Failure to Provide Required Two-Person Assistance and Safe Technique During Lift Transfers
Penalty
Summary
The deficiency involves the facility’s failure to ensure adequate supervision and proper use of assistive devices during transfers for a resident who required a Chorus stand-up lift with two-person assistance. The resident had multiple diagnoses, including COPD, a Stage IV pressure ulcer, neuromuscular bladder, tremors, repeated falls, mild vascular dementia, and cognitive communication deficit, and was identified as high risk for falls. Physician orders, the Kardex, therapy documentation, and the MDS all indicated that the resident was dependent for transfers and required either a Chorus or mechanical lift with two staff assisting. Despite these orders and documented needs, the resident experienced three separate witnessed falls or lowering-to-the-floor events during transfers when only one agency CNA attempted to transfer him with the Chorus lift. On each occasion, the CNA attempted a bed-to-wheelchair transfer without a second staff member, and the resident was unable to maintain strength or balance, resulting in him being lowered to the floor. In one incident, the CNA did not lock the wheelchair, causing it to move back as the resident went to sit, contributing to the fall. Nursing notes and fall investigations documented that the resident lost strength in his upper extremities or could not maintain balance or footing while using the Chorus lift. Interviews confirmed that the resident reported falling three times because agency aides did not lock the wheelchair and only one staff member assisted him instead of two.
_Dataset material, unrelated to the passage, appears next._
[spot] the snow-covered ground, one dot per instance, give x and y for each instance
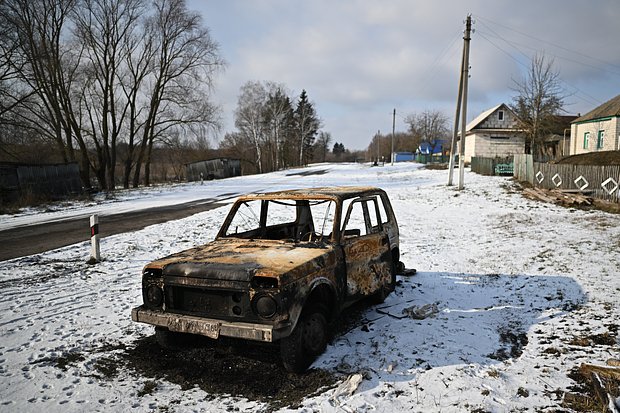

The Director of Rehab and the DON verified that the resident always required two-staff assistance for both Chorus and mechanical lift transfers and that only one staff member had transferred him during the three incidents. The LPN on duty during all three events confirmed that each transfer was performed by a single agency CNA, that aides were expected to check the Kardex before providing care, and that one of the incidents was related to the wheelchair not being locked. Review of the facility’s falls prevention policy showed it addressed fall risk assessment and meetings but did not address monitoring to ensure that ordered interventions and care plan measures, such as required staff assistance levels, were implemented.